Mayors Gather in Ukraine to Support Democracy


Mayors of Prague, Warsaw, Bratislava and Budapest have responded to the invitation of Vitali Klitschko, the Mayor of Kyiv, and attended a joint meeting in the Ukrainian capital on behalf of the Pact of Free Cities. The main focus of the visit was on deepening inter-city cooperation in humanitarian aid, supporting refugees, post-war reconstruction in Ukrainian cities and strengthening the security and crisis preparedness of the participating capitals.

During the joint meeting with the Mayors, Vitali Klitschko spoke in particular about the state of critical infrastructure in Kyiv, the functionality of which is necessary to keep the population in the city. Russia, he said, is mainly targeting civilian targets in its terrorist attacks on Kyiv. These attacks have, among other things, caused a complete power outage for 12 hours and are now threatening to damage the water supply infrastructure during the winter months. Klitschko went on to say that despite the damage in the city, he remains optimistic that Ukrainians will prevail in defending their country.

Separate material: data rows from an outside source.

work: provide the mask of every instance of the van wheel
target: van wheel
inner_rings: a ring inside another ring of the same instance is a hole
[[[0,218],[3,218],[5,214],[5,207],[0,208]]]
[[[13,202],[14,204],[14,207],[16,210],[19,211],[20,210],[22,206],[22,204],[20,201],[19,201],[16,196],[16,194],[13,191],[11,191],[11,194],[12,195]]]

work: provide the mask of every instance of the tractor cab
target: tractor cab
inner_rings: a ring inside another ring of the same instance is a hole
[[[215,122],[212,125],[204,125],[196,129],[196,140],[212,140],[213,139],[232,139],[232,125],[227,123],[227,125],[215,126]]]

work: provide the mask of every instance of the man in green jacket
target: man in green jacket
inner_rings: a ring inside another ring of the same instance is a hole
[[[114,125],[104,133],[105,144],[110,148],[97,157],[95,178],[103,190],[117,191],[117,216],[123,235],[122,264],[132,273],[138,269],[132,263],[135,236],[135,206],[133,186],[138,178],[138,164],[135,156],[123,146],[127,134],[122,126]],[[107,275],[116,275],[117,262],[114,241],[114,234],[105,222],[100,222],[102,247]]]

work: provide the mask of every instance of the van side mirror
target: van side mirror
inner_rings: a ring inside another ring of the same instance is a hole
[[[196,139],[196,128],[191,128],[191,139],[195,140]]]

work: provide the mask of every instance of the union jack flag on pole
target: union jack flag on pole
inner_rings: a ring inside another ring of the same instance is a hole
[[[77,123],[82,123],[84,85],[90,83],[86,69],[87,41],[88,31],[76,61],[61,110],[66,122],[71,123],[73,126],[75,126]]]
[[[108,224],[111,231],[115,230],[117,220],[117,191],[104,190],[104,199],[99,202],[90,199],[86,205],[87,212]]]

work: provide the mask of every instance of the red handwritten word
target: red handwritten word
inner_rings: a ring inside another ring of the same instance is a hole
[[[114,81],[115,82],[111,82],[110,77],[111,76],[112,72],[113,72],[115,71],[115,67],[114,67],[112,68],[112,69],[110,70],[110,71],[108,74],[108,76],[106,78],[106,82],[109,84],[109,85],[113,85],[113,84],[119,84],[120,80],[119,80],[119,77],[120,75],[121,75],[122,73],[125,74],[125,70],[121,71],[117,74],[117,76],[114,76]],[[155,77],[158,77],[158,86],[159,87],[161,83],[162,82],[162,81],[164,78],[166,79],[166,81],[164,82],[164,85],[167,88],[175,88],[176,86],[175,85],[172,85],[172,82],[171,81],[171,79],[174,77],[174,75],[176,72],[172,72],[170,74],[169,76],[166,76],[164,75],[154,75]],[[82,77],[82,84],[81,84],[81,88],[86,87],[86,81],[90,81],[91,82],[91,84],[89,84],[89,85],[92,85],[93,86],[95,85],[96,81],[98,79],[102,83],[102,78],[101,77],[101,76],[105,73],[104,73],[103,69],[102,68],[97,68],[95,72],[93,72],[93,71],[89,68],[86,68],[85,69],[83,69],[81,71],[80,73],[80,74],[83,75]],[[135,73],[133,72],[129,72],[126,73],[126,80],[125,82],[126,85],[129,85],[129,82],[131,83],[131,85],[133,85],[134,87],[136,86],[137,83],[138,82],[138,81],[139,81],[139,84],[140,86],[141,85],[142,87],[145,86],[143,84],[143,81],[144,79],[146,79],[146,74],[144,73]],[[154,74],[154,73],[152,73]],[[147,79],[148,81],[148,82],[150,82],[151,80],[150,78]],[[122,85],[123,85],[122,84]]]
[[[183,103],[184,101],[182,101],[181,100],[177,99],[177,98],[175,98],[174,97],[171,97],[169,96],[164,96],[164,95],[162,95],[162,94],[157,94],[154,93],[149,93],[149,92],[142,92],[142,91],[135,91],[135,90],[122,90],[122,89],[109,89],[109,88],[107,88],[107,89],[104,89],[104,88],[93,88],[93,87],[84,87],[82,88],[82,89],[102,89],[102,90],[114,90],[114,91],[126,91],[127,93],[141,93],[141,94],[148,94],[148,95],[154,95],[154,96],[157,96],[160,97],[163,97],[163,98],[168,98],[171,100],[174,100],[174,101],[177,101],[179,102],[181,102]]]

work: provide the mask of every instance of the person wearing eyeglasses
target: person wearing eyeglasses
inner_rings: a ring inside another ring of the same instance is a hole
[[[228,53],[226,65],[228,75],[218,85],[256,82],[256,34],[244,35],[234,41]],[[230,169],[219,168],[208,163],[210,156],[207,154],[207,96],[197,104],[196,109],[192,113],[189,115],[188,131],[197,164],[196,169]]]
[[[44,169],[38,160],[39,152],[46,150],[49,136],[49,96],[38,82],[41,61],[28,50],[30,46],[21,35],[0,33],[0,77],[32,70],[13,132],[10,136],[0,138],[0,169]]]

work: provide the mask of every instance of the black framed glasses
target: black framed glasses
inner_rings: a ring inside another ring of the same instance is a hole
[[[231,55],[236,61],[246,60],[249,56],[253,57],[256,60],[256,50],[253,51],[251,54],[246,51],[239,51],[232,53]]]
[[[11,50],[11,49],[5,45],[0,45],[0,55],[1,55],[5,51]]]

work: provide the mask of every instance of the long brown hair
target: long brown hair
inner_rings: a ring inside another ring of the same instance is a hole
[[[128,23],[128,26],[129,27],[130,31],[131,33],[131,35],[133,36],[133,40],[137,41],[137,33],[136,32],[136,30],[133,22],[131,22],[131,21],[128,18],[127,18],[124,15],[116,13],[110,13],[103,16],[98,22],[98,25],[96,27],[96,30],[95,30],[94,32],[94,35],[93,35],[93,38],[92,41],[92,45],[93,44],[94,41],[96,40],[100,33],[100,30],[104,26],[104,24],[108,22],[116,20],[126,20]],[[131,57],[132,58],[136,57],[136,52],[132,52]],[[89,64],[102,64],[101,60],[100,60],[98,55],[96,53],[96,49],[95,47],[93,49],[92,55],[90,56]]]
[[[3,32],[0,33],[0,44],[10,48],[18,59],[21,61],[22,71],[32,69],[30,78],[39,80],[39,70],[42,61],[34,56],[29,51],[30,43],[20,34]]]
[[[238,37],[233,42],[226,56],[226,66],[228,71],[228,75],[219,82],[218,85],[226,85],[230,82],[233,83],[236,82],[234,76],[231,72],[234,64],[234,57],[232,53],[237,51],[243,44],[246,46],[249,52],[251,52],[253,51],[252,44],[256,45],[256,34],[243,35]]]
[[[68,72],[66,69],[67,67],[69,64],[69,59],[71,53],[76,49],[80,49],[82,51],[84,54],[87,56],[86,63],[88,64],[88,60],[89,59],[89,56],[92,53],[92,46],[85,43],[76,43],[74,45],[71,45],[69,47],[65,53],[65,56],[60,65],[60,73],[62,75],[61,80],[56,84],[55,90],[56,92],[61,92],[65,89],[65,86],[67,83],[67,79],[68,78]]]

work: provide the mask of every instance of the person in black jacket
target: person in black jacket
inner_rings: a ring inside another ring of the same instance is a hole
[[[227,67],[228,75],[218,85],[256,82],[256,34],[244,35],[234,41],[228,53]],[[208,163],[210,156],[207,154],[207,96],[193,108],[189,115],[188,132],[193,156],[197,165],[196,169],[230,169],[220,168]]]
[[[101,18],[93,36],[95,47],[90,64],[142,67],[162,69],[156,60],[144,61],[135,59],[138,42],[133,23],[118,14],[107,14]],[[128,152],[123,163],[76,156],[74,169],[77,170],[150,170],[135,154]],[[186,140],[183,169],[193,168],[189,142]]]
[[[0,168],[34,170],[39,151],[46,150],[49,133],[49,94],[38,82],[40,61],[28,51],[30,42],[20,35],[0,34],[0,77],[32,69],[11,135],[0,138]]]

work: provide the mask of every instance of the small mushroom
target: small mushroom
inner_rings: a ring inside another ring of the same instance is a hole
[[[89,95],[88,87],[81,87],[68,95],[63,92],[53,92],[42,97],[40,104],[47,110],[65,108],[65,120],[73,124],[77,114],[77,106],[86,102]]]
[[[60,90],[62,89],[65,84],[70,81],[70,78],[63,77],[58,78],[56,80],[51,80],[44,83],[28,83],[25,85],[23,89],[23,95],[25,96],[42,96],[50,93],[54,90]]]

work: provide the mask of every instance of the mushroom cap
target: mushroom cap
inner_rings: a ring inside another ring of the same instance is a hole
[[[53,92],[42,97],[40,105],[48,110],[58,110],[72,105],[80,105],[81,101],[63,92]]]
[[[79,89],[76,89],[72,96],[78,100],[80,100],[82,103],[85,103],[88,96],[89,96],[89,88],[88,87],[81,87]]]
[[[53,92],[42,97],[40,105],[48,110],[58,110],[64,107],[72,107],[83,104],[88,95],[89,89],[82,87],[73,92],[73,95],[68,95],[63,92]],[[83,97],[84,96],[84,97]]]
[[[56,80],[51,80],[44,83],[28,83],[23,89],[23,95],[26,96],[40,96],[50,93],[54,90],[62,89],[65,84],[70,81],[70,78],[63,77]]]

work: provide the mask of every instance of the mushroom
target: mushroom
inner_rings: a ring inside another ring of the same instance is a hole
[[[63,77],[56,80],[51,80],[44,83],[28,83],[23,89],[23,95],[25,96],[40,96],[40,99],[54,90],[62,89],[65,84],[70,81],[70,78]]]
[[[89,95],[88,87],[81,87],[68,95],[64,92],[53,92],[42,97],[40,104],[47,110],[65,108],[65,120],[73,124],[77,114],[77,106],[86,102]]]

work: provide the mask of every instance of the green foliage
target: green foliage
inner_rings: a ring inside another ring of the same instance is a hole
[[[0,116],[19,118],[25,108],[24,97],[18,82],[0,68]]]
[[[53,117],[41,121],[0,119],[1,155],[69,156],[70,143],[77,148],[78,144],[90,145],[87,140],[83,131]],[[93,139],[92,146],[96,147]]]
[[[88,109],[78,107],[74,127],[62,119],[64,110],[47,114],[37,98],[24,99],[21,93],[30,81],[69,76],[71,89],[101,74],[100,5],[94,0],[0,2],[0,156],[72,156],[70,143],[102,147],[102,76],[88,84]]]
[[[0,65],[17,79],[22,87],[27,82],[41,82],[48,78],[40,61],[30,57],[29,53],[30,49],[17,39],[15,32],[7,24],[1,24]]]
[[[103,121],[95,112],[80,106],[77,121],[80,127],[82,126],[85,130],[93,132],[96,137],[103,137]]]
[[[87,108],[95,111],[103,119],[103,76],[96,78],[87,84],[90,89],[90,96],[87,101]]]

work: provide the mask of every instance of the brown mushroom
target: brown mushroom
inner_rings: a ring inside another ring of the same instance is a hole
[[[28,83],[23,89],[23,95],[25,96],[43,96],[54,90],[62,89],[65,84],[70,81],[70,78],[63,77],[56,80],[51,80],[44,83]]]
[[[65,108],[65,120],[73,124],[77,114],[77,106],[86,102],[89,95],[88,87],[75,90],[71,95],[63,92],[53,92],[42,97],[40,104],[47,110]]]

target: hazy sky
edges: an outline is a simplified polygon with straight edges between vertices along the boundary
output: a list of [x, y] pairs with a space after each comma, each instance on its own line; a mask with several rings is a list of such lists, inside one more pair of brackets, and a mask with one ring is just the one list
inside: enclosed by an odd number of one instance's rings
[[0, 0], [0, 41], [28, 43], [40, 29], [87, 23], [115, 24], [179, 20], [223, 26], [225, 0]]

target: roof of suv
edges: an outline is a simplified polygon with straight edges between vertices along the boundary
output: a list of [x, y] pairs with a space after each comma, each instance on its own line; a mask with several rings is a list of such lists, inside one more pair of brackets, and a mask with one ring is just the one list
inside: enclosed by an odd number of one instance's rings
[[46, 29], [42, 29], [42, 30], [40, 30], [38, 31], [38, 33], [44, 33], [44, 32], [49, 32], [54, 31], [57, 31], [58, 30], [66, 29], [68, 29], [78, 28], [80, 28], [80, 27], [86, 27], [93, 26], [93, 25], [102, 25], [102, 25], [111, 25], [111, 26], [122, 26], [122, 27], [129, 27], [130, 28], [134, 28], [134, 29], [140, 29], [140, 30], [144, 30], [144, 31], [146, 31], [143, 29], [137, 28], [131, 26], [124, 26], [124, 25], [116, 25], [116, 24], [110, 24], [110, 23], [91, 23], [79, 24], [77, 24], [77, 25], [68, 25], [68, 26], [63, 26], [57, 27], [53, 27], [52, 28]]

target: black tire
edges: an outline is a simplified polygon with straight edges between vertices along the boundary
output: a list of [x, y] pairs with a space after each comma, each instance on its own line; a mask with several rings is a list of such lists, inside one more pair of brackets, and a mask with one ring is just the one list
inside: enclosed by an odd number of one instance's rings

The Mayors of Prague (Zdenek Hrib) and Warsaw (Rafal Trzaskowski) had already visited Kyiv on February 15, 2022, nine days before the Russian invasion. At that time, they expressed their support and readiness to help Kyiv and other Ukrainian cities to Mayor Klitschko. In the name of the Pact of Free Cities, they also offered Kyiv membership in the global network of progressive cities determined to stand up against nationalistic populism. Vitali Klitschko accepted this membership and Kyiv joined the Pact of Free Cities last September during the Prague Summit of Cities. This partnership allows for effective communication and unique coordination of assistance to Ukraine at the international intercity level.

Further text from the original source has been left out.